Today, gender inequalities are exacerbated all over the world. In education, 767 million women and girls have been affected by school closures. 11 million of them risk never returning to school, and to add to the 132 million young girls already out of school before.
From an economic point of view, the situation is identical: while male employment has returned to its pre-crisis level, this is not the case for female employment. There are 13 million fewer jobs occupied by women in 2021 than in 2019. Pushing 47 million additional women and girls into poverty, and women in particular are victims of the recession that is taking hold, which threatens economic independence, making them more vulnerable to violence and gender discrimination.
At the level of international relations, if we don’t want to jeopardise 25 years of progress made by the international community, since the adoption of the Beijing Declaration on Women’s Rights, as well as the remarkable conclusions of the Commission on Status Women at its 66th session CSW66, we need to continue to make our voices heard and participate in decision-making in the highest positions of power, and in all the structures of our societies and international Agencies. We need women leaders of all ages and backgrounds, who are not only agents of change, but those who design, inspire, and who understand that gender inequalities stem from discrimination, injustice and all forms of exclusion, and that these are the first obstacles that we must tackle.

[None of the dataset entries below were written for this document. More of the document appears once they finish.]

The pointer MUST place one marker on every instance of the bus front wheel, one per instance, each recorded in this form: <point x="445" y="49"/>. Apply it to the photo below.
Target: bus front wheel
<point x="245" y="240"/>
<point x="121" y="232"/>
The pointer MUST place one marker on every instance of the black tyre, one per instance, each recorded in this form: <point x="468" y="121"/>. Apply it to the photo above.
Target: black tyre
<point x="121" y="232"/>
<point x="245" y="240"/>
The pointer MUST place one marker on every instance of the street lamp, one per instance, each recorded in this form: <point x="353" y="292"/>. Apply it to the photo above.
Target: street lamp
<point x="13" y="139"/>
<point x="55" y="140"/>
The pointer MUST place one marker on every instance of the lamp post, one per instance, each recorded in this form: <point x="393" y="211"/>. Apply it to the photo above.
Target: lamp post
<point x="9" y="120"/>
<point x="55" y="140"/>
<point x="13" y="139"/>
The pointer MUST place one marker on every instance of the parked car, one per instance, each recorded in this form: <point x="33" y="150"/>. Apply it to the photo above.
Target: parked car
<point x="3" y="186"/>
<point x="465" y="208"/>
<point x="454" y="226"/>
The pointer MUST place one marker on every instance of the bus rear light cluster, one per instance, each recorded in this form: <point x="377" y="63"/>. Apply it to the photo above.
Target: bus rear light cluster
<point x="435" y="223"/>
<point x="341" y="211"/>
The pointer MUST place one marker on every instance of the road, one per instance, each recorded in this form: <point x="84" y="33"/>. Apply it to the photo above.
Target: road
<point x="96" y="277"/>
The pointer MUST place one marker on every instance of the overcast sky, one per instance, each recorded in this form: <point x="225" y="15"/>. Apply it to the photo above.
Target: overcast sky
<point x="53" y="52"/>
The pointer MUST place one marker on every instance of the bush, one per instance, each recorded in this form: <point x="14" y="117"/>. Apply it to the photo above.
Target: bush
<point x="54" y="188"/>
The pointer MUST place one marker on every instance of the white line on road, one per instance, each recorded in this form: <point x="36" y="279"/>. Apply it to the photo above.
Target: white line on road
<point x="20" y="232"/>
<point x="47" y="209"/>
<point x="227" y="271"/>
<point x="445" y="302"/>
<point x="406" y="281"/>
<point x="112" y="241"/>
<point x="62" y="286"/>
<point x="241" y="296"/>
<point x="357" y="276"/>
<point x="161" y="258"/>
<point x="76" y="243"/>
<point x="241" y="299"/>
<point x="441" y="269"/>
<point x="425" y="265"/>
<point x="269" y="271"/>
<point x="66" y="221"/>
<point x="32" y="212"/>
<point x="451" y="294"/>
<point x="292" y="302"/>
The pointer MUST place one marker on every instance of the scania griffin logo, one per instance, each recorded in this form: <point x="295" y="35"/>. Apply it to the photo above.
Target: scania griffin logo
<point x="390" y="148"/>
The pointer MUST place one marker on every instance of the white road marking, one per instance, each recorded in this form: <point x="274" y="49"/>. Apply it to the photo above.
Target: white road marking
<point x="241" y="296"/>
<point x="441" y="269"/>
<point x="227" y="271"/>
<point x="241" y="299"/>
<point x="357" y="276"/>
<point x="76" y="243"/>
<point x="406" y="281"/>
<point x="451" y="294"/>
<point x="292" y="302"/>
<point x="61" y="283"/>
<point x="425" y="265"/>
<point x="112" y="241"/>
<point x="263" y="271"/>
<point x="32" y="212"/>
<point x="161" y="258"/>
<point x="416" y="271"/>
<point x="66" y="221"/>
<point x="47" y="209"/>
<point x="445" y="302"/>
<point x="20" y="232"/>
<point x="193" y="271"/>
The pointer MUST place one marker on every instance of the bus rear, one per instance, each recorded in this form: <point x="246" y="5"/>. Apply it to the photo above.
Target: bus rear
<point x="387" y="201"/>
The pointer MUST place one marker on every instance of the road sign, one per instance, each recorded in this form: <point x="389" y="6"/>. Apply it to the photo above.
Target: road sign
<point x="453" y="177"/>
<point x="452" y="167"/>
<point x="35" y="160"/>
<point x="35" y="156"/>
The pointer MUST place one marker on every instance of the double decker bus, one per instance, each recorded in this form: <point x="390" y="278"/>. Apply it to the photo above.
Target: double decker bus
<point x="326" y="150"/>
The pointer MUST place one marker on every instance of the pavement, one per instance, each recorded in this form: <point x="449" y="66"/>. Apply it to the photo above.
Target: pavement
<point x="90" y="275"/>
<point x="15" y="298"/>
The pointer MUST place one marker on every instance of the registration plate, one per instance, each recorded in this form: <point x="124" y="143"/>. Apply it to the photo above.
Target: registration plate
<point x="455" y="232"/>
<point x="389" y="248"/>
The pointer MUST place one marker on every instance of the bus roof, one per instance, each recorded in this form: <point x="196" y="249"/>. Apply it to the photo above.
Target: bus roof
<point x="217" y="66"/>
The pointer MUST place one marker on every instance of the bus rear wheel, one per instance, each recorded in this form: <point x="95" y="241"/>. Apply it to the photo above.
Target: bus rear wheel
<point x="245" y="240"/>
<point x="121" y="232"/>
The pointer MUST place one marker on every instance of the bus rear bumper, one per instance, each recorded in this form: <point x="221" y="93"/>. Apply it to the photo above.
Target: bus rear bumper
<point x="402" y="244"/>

In its publication entitled Unesco in action for gender equality UNESCO recalled that women’s leadership in multilateralism is a priority, and it’s essential to develop an “open multilateralism”, inclusive of all actors that may relate to multilateralism – including social actors, NGOs, social movements that escape States’ sovereignty or States’ governance, and others – and to question them systematically on major global issues. Wherever there have been crises, wherever there have been wars, women have stood up and worked for the return of peace. It is important to underline this at a time when multilateralism is experiencing an unprecedented crisis, and to recall the driving role that women have played, are playing, and will continue to play.
In conclusion, Equal rights cannot wait. Equality comes first and foremost through better representation of women in multilateral forums. To effect change in this new multilateralism, let us borrow the words of United Nations Secretary-General António Guterres: “Today, women’s leadership in multilateralism is a cause. Tomorrow, it must be a standard. This is how we will transform international peace and security”.